Ayushman Bharat PM-JAY
Ayushman Bharat Pradhan Mantri Jan Arogya Yojana is one of the world’s largest publicly funded health assurance schemes.
It provides health cover for secondary and tertiary hospitalisation to eligible poor and vulnerable families. The scheme is important because out-of-pocket expenditure on health is a major cause of poverty in India.
Under PM-JAY, eligible beneficiaries can receive cashless treatment in empanelled public and private hospitals. NHA manages the national IT platform, beneficiary identification systems, hospital empanelment framework, claim processing architecture and fraud-detection systems.
The scheme is significant because it tries to shift vulnerable households from catastrophic health spending towards publicly supported hospital care.
Ayushman Bharat Digital Mission
The Ayushman Bharat Digital Mission aims to create a national digital health ecosystem.
Its key element is the Ayushman Bharat Health Account (ABHA), a unique digital health identity that allows individuals to link and access their health records digitally.
ABDM includes:
- ABHA number
- health facility registry
- healthcare professional registry
- digital health records
- consent-based health data sharing
In May 2026, ABDM crossed the milestone of 100 crore health records linked with ABHA, showing rapid expansion of India’s digital health infrastructure. The government also reported that ABHA creation had crossed 90 crore in 2026.
Significance
The National Health Authority is important because it combines health financing with digital governance.
PM-JAY helps reduce financial stress during hospitalisation, especially for poor and vulnerable households. ABDM, on the other hand, tries to make health records portable, paperless and interoperable.

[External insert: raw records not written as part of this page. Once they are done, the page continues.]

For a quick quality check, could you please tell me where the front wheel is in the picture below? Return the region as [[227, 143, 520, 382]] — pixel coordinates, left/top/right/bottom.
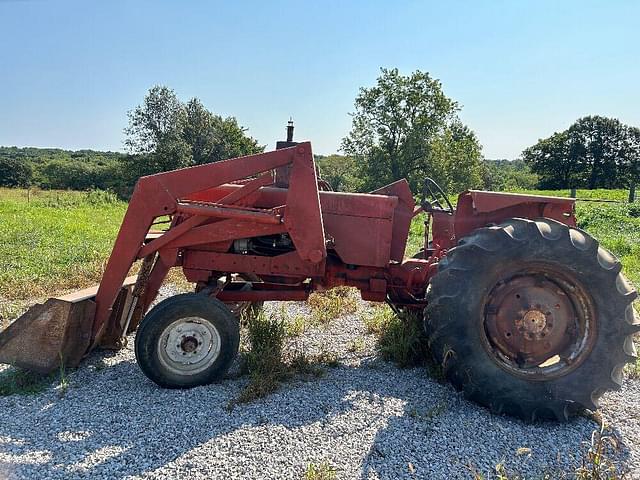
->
[[135, 293, 240, 388], [425, 219, 640, 420]]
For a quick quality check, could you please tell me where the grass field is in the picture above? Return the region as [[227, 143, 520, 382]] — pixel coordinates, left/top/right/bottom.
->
[[0, 189, 640, 315], [0, 189, 126, 303]]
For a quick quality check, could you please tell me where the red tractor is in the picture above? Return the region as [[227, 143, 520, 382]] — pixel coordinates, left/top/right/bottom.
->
[[0, 127, 640, 420]]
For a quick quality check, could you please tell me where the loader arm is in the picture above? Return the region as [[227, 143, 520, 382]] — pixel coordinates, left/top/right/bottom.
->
[[91, 142, 326, 346]]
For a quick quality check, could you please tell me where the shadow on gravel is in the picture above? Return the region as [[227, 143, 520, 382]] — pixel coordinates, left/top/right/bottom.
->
[[0, 353, 632, 479]]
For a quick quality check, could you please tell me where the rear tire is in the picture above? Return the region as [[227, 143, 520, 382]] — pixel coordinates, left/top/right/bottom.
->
[[425, 219, 640, 421], [135, 293, 240, 388]]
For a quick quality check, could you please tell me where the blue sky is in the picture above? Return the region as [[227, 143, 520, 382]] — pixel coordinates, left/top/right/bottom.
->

Together, these programmes can improve:
- beneficiary identification
- hospital access
- claim settlement
- fraud detection
- health data portability
- continuity of care
- digital public infrastructure in health
NHA is also important for cooperative federalism because PM-JAY and ABDM require continuous coordination between the Union Government, state governments, hospitals, insurers, technology providers and health professionals.
Key Concerns
The main concern under PM-JAY is implementation quality. Hospital empanelment, claim verification, fraud control, package rates and availability of quality treatment vary across states.
Fraud risk is a serious issue because digital claim systems can be misused through fake admissions, inflated procedures or compromised login credentials. Recent reports from Uttar Pradesh noted suspected irregular PM-JAY claims linked to private hospitals, showing the need for stronger audit and cybersecurity systems.
Under ABDM, the main concerns relate to data privacy, consent, interoperability and digital exclusion. Digital health records are useful only when citizens understand consent, hospitals adopt the system properly and health data remains secure.
Another challenge is that health insurance does not automatically solve public health capacity gaps. PM-JAY can finance hospitalisation, but India still needs stronger primary healthcare, district hospitals, doctors, diagnostics and public health infrastructure.
Conclusion
The National Health Authority is a key institution in India’s health governance framework.
It implements PM-JAY for health assurance and ABDM for digital health infrastructure.
Its long-term importance lies in creating a system where poor households get financial protection during hospitalisation and citizens can access portable, consent-based digital health records. Its success depends on fraud control, data protection, state-level capacity and stronger integration with India’s broader public health system.